階段に1段おきで貼られているのは、階段の利用をうながす3点の標語。

これは青森県庁内、北棟の正面と裏のエレベーター近くにある1階〜8階までの階段、南棟の2階〜5階までの階段、合計3カ所の階段に貼られているというのだ。

その標語の数は88点にも及び、「足腰を弱らせないように階段を使おうぜ!!!」といった勢いを感じさせるものから、「踊り場には新たな出会いがあるかもしれない」「颯爽と駆け上がるあなたに恋をした」といった思わずドキッとしてしまうもの。「無理するな若いふりして一段飛ばし」など、そのバラエティも豊富だ。

さらには、「短命県返上のスタートラインへようこそ」というものも。


厚生労働省が調査する「生命表」によると、青森県の男性の平均寿命は、1965年(昭和40年)の調査で65.32歳を記録し、78.67歳だった2015年(平成27年)まで、毎回の調査で全都道府県の中で最下位だった。

女性に関しても、1965年はワースト3だったが、84.80歳だった2005年(平成17年)から85.93歳の2015年までの直近は、3回連続の最下位となるなど、その短命ぶりが数字に表れている。

県ではその原因を「運動習慣がない人が多いこと」などと捉え、県民に「屋外での遊びを通した身体活動」「体力づくり」を推進しており、階段の標語にはそうした空気を反映したりもしているようだ。
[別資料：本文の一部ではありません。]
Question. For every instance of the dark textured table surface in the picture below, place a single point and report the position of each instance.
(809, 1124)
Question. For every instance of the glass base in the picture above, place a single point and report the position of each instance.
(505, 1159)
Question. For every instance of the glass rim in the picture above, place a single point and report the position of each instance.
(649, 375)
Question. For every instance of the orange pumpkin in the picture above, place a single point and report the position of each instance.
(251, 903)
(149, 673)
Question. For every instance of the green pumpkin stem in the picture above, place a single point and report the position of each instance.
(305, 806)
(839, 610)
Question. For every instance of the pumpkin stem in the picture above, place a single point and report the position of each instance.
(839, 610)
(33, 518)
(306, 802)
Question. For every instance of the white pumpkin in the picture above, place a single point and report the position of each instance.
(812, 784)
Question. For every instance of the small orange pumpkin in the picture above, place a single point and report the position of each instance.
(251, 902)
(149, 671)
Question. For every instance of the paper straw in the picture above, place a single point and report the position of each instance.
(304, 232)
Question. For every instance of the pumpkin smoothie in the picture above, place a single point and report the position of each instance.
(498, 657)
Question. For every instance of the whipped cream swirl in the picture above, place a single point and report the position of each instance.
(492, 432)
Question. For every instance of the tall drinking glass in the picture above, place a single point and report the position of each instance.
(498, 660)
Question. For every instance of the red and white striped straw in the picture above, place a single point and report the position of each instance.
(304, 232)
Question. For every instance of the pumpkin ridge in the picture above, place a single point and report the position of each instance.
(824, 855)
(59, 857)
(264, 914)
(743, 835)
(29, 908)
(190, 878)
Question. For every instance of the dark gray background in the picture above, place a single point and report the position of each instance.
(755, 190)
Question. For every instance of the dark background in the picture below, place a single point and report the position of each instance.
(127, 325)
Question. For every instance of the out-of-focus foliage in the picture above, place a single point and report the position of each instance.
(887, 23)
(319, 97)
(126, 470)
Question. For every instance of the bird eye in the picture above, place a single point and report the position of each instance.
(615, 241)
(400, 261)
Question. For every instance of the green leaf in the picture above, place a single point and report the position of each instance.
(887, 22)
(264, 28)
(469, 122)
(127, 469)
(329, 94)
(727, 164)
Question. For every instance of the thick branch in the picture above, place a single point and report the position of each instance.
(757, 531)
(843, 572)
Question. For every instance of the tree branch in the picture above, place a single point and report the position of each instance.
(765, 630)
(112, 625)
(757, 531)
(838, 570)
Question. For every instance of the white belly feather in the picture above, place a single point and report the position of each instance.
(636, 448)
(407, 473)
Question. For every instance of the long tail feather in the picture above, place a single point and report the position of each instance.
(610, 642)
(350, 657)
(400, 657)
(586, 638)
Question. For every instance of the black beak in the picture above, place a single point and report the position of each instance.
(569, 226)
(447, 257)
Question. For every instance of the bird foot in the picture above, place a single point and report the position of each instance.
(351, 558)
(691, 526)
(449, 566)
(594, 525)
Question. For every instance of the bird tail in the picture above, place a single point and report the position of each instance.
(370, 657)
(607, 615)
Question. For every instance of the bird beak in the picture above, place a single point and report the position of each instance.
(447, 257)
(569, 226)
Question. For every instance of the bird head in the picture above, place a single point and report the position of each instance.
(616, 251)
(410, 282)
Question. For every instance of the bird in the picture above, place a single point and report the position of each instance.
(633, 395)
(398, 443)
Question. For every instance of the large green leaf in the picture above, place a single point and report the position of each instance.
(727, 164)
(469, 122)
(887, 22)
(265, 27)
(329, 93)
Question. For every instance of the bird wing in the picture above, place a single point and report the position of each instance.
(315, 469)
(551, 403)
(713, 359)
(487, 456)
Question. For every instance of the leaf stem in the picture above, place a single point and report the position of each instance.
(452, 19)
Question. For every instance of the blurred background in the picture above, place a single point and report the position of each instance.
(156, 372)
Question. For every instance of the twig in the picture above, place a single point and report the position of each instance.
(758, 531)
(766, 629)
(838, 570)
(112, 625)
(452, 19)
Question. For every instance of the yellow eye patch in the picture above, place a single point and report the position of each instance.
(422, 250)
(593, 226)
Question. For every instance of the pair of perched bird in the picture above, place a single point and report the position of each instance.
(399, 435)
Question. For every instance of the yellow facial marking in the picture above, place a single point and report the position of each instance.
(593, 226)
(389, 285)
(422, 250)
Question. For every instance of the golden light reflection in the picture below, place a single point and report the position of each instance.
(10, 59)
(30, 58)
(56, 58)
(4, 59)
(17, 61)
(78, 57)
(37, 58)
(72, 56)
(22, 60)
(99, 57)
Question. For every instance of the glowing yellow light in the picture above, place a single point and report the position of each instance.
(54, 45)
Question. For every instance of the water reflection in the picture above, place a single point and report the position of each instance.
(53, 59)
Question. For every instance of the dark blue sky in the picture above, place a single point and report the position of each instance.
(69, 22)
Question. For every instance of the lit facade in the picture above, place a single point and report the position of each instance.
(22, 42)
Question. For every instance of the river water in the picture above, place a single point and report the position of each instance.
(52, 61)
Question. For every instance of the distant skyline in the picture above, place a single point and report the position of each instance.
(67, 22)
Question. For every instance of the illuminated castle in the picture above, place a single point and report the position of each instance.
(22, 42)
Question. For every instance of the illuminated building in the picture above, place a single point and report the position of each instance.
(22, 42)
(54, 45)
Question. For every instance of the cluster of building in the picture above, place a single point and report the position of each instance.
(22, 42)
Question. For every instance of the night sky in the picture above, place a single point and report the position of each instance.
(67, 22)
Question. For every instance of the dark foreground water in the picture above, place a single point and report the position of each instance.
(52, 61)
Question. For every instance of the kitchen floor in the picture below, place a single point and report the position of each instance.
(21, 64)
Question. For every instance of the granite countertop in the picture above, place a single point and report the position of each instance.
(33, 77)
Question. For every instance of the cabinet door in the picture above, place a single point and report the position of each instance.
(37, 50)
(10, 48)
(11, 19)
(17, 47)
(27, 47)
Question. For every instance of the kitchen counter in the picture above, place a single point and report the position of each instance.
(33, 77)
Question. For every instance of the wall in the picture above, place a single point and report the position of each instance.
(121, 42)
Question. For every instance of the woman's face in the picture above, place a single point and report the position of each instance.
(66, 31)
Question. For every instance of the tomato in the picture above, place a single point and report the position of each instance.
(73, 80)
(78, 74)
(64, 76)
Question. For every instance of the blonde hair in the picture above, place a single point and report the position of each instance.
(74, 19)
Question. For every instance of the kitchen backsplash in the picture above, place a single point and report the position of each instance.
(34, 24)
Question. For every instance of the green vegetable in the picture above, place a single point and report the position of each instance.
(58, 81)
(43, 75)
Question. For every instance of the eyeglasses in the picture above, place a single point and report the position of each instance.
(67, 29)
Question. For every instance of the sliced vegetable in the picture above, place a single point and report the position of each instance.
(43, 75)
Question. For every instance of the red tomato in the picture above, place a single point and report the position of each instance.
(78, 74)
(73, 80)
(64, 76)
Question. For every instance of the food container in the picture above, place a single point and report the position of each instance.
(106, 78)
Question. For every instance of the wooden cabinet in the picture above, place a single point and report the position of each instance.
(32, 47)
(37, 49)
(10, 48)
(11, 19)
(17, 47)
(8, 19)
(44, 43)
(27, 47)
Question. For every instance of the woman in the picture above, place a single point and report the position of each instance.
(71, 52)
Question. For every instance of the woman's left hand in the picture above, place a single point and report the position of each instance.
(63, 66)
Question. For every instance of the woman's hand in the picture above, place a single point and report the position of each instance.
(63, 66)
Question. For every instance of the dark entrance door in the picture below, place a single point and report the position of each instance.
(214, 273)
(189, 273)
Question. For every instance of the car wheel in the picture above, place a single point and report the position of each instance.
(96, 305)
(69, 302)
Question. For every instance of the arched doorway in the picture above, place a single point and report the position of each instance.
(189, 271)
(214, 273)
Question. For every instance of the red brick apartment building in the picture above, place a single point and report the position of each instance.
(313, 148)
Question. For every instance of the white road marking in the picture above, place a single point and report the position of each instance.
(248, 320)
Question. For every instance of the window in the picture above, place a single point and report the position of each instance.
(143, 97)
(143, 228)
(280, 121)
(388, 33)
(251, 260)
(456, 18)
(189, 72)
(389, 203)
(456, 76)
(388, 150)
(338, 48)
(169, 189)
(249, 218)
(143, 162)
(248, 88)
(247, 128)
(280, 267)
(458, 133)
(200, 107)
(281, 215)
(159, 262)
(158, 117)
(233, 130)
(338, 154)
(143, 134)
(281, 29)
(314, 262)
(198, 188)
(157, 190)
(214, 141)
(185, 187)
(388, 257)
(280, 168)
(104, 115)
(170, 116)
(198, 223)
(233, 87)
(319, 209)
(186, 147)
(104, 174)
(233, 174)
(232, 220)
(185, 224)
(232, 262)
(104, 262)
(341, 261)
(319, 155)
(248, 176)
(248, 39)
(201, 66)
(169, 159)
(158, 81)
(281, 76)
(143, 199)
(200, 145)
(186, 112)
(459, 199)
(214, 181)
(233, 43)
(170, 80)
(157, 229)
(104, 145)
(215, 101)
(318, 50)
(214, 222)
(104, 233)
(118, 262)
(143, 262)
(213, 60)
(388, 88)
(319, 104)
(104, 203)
そして、この気になる標語の設置者だが、実は公務員が加入している公的医療保険の事務を担う地方職員共済組合青森県支部だという。

なぜこのような取り組みを始めたのか? 誰がこうしたさまざまな標語を考案したのか? 担当者に話を聞いた。

運動量を増やす環境づくりの一環

ーーこの「標語ステッカー」を貼ることになった経緯を教えて。

共済組合は県職員の医療保険を担っている関係上、医療費がかかると保険料の負担もその分増えてしまうことがあります。また、高齢化とともに、病気にかかる頻度も上がっていきます。

そのため、生活習慣病の予防に取り組むことで医療費の削減を図っているところですが、運動が非常に大切だということは分かっているものの、まとまった時間をそのために取るというのはなかなか難しい。そこで、職場での運動量を増やしていく環境づくりができればと、今回の施策を行っております。

ーー県庁内での貼り付けはいつから?

2020年の1月25日からです。

一番「上手いな」と思った標語は?

ーーこうした標語は誰が考えたの?

事業の関係上、共済員に募集をかけ、集まった201通から選んだものとなります。

ーー一番「上手いな」と思った標語と、その理由は?

「立ち止まっても、また歩き出せばいいだけ」
というものになります。

生活習慣の改善において、運動や食事などさまざまな取り組みの方法があるものの、どこかで挫折してしまったり、忙しくなってそれっきりとなり、結果的にリバウンドしてしまうケースもみられます。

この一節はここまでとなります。